In Features, Issues

RECORDING THE MOMENT

BY MAX FRIEND

JENN SHAW'S MY FELLOW ORGANIZERS. PHOTO BY: BRAD NORRIS

With no political connections in Chicago, or anywhere for that matter, director Jenn Shaw reached out to the Barack Obama campaign in the hopes of documenting the Obama Organizing Fellows, a unique six-week training program that would “train a new generation of leaders” through community organizing and grassroots canvassing. “I knew no one at the campaign, I‘m not a politico, but I was intrigued by the movement more than Barack himself,” recalls Shaw, who had studied film as an undergrad at NYU‘s Tisch School of the Arts and was heading a music Web site company. “I contacted everyone in Chicago, but no one got back to me,” she says. But suddenly, three weeks before the program began on June 14, she got a call from Kate Albright-Hanna, the director of the program: She could film as a volunteer, with no pay, and she could have the rights to the film if the campaign could use the footage.

Suddenly Shaw was shooting her very first feature, alone, armed with only a 24p Panasonic camera and no crew. Fascinated by a unique tale she would discover was quite common amongst the Obama Fellows: stories of genuine inspiration lived by people who had never been inspired before. She was given the option of shooting in Colorado, Atlanta and Pennsylvania, and ultimately decided upon Pennsylvania due to its breadth of “political history and corruption.” Scraping together money to get by, she spent six months in Pennsylvania covering the program. “It was so hard,” Shaw remembers. “Some days I really was on my last dime. Now that I look back I have no idea how I made it.”

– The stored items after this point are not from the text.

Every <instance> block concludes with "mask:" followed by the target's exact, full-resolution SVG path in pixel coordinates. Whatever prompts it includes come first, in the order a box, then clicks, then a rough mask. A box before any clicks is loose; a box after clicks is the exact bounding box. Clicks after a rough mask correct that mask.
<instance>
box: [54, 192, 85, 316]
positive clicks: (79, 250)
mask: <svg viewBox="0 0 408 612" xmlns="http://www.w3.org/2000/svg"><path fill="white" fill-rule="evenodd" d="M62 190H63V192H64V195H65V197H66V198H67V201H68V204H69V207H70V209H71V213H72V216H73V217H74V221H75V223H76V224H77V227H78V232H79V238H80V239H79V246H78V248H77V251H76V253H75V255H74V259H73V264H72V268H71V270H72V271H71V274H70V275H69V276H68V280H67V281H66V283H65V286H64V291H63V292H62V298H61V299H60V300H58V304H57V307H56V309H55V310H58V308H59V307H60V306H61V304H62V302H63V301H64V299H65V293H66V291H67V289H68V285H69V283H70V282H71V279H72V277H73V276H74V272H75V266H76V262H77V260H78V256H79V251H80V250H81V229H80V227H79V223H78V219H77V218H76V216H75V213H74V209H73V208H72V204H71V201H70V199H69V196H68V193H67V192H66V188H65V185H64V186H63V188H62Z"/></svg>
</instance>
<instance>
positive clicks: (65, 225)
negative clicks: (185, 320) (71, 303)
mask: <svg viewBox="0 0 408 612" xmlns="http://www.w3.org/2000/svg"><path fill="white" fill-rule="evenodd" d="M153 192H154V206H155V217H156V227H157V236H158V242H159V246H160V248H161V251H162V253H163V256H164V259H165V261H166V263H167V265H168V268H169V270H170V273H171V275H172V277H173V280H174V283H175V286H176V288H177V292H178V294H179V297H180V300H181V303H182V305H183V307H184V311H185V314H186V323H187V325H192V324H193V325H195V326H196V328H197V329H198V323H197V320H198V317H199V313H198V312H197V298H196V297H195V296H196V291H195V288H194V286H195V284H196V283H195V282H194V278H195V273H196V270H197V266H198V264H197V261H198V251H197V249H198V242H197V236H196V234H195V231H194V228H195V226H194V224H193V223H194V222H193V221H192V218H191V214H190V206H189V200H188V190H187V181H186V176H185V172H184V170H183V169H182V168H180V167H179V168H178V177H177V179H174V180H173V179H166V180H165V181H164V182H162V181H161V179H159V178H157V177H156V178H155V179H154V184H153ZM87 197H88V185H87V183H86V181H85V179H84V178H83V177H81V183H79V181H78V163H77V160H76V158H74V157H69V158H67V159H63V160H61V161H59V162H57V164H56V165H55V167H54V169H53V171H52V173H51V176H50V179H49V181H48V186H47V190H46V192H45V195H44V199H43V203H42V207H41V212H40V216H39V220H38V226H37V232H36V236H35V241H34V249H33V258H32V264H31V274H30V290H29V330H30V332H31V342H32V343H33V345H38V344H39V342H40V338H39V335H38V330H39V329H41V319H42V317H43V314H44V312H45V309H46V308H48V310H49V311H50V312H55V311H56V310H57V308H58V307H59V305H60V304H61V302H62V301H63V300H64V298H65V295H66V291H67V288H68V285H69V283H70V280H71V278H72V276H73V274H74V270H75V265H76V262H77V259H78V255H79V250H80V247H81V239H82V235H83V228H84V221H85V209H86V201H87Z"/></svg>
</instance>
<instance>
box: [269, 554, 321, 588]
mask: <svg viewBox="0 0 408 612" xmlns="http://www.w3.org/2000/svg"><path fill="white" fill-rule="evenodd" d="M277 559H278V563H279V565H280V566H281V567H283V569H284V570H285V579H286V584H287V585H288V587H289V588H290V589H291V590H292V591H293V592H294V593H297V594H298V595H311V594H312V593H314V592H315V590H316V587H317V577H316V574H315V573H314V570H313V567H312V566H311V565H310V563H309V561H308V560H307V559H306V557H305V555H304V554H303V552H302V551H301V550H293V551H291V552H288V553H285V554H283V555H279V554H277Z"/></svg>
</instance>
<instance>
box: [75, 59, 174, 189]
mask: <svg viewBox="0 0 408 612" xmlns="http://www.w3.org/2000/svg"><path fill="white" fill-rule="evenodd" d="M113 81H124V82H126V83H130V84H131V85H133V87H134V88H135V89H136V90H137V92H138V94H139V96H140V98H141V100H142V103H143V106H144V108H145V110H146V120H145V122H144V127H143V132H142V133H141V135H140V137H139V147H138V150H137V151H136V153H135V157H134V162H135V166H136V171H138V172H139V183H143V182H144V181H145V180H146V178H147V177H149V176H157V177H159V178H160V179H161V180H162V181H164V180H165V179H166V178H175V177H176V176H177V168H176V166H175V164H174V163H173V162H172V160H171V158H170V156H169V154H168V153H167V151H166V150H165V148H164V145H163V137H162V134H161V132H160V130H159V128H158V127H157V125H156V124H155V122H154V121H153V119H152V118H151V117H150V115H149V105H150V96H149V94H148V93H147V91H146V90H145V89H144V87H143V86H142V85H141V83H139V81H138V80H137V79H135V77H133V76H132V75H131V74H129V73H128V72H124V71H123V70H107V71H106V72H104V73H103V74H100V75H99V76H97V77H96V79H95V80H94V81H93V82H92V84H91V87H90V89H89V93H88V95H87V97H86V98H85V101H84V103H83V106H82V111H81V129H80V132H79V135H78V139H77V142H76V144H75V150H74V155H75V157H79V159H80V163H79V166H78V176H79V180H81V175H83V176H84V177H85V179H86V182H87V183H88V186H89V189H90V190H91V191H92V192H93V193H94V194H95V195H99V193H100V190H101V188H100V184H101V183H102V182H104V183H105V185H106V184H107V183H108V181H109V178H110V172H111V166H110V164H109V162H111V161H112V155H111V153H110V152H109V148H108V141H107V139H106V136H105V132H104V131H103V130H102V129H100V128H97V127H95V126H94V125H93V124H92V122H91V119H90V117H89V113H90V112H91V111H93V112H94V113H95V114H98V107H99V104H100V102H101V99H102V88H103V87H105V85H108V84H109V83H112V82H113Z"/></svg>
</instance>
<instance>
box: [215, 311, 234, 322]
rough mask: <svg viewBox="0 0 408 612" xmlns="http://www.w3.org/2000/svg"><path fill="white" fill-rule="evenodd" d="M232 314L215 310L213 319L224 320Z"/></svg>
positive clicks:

Once in Pennsylvania, she quickly shifted her focus from documenting the suburban area to filming the urban area, including West Philly, as she came to realize “there was nothing at stake [in the suburbs] compared to the urban issues.... For the people in the urban areas, [the election] was a must-win because of issues like healthcare. I remember this moment with one of the organizers named Jonta, who was on the side of the road with a homeless older woman who was saying how her life was over and that Obama would never change things for her. I think that was the moment when I truly understood the urgent need for hope in the community.”

The younger activists in the program quickly became Shaw‘s focus: “For the first two months, there were 150 to 200 fellows. At the six-week point, some got picked to be staff. I settled in with those who got picked. They worked more than 12 hours a day, listening, watching, taking notes, getting people registered, canvassing, knocking on people‘s doors, trying to persuade.... Thirty days before voting, they were trained on how to talk to people about the issues.” While the young fellows almost immediately became comfortable with Shaw‘s presence, she could never avoid the tension of those “moments that aren‘t positive, like when people got fired for not meeting requirements.”

The film, tentatively titled, My Fellow Organizers, is ultimately about these young fellows, not the now President-Elect. Distinct from Amy Rice and Alicia Sams‘s upcoming untitled Obama documentary, which was recently acquired by HBO and presents a more comprehensive overview of Barack Obama‘s rise to the presidency, Shaw‘s gaze remains riveted on the young Obama activists that fought for him on the ground. “I learned a lot about people and — it‘s cliché — how fortunate we are. The generation that everyone thought was lost and that didn‘t care? I met so many people who made that not true at all. It is their experiences, their goofy or gossipy or serious personalities, their ups and downs, their honesty that sets the tone for this film.”

After shooting Obama‘s inauguration, Shaw hopes to wrap up the final cut of the movie by May 2009 and hold screenings of the film through a university tour. She hopes to instill in the college-age generation the understanding that “volunteering is hard and is needed, and that we really need to build a structure where communities can build neighbor to neighbor networks to be aware of the issues they face.” With no political connections or film crew or films to her credit or funding, Jenn Shaw embarked on her documentary with the same question Barack Obama may have asked himself at the beginning of his campaign: “Why not...and why not me?”